My wife and I dined at Pilar last night. We were early, and save for 2 other tables, we had the place to ourselves. People were staying away in droves due to the inclement weather and the fact that the restaurant sits right by the Napa River.

We started with two glasses of '00 Domaine Carneros brut (very nice). We next both enjoyed the escarole salad with pears, maytag bleu cheese, pomegranate seeds and a very light vinagarette. Pears and bleu cheese are one of my favorite combinations, and the pomegranate's sweetness juxtaposed with the dressing was a really winning combination.

We ordered a bottle of '03 Reverie Tempranillo, mostly because it is impossible to find unless you are on their mailing list. We have visited Reverie twice and been told of the Tempranillo, but alas, there was none to sample. We were not disappointed. It had a leathery, spicy aroma, and the spice fairly exploded when sipped after the salad.

For her entree, my wife chose the roasted chicken breast on a bed of herb risotto with chantrelle mushrooms.

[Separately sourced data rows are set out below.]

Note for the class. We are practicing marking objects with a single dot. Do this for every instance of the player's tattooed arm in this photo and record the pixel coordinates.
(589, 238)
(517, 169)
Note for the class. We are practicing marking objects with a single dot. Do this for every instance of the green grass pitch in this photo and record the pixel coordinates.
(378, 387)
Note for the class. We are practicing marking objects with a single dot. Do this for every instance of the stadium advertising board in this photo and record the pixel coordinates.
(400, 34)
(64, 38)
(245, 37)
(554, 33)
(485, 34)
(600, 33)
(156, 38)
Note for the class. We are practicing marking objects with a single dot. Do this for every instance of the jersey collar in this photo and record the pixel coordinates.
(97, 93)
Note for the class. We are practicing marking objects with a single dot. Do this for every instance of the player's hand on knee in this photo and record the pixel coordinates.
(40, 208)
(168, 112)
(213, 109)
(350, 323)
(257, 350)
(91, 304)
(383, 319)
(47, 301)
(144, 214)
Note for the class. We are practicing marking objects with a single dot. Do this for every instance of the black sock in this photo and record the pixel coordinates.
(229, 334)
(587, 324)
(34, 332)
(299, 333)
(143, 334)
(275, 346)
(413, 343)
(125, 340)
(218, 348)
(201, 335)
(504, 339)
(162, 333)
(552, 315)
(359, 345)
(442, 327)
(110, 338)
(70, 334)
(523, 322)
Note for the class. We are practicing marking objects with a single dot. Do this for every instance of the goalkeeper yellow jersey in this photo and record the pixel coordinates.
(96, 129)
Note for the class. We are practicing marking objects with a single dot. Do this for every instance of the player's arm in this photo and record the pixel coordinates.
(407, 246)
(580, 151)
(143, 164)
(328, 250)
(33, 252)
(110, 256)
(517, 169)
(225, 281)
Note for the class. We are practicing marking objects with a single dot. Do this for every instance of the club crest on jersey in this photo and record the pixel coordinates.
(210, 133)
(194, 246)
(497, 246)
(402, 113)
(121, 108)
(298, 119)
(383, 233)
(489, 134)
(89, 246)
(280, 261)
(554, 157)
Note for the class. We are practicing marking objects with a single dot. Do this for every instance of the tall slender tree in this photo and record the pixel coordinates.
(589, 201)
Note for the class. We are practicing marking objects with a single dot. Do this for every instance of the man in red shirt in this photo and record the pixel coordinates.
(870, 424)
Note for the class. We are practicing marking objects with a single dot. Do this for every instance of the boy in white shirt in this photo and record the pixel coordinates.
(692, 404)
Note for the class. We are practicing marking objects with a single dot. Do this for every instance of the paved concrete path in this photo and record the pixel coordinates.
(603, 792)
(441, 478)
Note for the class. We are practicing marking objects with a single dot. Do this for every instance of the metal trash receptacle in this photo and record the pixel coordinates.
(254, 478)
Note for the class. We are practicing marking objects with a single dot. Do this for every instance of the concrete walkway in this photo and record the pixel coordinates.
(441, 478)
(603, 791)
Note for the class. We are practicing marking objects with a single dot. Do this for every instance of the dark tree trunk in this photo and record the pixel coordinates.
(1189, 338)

The wine actually paired quite nicely with the earthiness of the mushrooms and the flavor of the risotto.

I chose the slow-roasted roasted pork pozole with garbanzo beans. This was a wonderful, savory stew that was a perfect antidote to the nasty weather outside. It also paired exceptioinally well with the Tempranillo. I assumed this was an old family recipe from Pilar, but was corrected that it was Didier's grandmother's recipe! Who knew?

We decided to forego dessert and head back up-valley while we still could.

This continues to be one of the undiscovered gems of the Napa Valley. This is the type of restaurant that locals should be embracing and patronizing on a regular basis. The prices are quite reasonable, and the quality of ingredients and flavor combinations are some of the best in all of Napa Valley.

I think the location may be a bit off-puttiing, but ZuZu, just a few doors down, seems to bed doing a land office business.

I would hate to see Napa lose this gem of a restaurant.

"A census taker once tried to test me. I ate his liver with some fava beans and a nice chianti."